Saturday, August 15, 2015

2015 Molly: It's Over Already?

This internship has taught me more than I could have ever expected. Not only have I gained extremely valuable skills from hands-on field work in coastal science, I have also learned how to be a better person in general. My favorite thing about working for NH Sea Grant this summer has been the diversity of experiences I have had. 

I learned about sand dune restoration – what plants are best, how to plant them, and most importantly how to involve the community. 

I was also part of the planning stages of a riparian buffer restoration project for the Sagamore-Hampton golf course. My favorite part about that project was being a part of the meeting with the owner and the superintendent of the golf course. It showed that restoration projects require clear communication between the people implementing the restoration and those who own/have the most knowledge about the use of the property. It was cool to be a part of a unique project that can serve as a model for other golf courses in the area that want to reduce their impact on the Great Bay Estuary. 

The eel monitoring project and Lubberland Creek baseline fish survey with the Coastal Research Volunteers was very eye-opening for me. It provided me with practice in collecting field data, but also with teaching others how to collect data too. It was inspiring to meet these volunteers - people who care deeply about the natural world and take time out of their day to contribute to local research.  More proof that science couldn’t happen without the cooperation of people.

One of the best parts of this internship was the experience of working under Alyson Eberhardt and having Myrilla Hartkopf as my partner. Alyson showed me how to be a more organized person and to give my attention and effort to the task at hand no matter how many other things are going on.  She always kept us on our toes and challenged us to try new things, and this helped us grow as aspiring scientists and citizens. I have never worked as closely with a coworker as I did with Myrilla. We were partners for every project and task that Alyson gave us, and as someone used to working on things alone this helped me become a better team member and coworker. If problems came up, Myrilla and I were able to trouble-shoot them together instead of always having to ask Alyson for help. 
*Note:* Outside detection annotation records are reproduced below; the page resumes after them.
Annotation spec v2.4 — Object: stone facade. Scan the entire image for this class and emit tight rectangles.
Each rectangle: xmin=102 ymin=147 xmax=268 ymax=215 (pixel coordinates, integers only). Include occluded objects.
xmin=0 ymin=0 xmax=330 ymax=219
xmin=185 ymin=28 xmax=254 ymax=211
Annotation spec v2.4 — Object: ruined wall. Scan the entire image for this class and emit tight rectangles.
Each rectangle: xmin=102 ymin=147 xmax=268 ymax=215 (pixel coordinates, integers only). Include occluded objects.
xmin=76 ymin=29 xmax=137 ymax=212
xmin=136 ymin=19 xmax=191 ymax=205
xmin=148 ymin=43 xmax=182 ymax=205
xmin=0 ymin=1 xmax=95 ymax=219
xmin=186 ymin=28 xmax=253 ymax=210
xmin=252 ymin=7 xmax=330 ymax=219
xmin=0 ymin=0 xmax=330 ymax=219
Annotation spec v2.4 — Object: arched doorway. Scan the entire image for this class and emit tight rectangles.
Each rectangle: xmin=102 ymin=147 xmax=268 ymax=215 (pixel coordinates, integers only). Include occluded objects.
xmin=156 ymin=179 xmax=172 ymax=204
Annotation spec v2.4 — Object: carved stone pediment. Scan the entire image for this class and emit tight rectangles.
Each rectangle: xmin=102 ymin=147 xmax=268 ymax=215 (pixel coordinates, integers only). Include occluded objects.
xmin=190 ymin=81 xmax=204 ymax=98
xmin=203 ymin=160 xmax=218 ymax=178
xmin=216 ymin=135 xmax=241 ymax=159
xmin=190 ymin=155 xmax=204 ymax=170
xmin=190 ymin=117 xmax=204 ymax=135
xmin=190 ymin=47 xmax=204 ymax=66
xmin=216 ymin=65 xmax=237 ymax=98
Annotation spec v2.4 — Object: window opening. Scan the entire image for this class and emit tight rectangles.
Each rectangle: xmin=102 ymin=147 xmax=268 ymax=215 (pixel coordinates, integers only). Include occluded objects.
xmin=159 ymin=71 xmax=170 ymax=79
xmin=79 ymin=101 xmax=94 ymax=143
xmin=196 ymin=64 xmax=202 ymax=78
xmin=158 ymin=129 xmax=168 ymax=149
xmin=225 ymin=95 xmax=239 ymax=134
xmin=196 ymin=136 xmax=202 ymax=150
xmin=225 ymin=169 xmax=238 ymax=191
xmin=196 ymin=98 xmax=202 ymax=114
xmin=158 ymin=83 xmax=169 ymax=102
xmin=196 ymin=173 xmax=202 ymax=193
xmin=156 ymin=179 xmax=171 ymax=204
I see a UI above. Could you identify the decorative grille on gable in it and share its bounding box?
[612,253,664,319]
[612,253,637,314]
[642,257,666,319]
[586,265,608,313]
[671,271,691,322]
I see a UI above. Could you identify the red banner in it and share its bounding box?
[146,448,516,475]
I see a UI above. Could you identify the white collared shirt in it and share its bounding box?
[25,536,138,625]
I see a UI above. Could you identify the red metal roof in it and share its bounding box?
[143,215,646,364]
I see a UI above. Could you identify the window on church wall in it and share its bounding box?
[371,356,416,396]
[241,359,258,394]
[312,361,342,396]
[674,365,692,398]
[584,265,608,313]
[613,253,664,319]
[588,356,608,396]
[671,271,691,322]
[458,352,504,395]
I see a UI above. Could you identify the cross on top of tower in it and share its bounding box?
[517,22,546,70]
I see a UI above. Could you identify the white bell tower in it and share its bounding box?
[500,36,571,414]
Walking away from this internship and into my final year as an undergraduate at UNH, I am more prepared and aware to enter the world outside of college. The connections and friendships I have made through this internship serve as a support system for me as I continue my journey. The experience and skill I have gained in coastal research and citizen science empower me to help with related projects in the Seacoast area and other places in the world. 

Thank you NH Sea Grant and those who support them, it has been an amazing summer.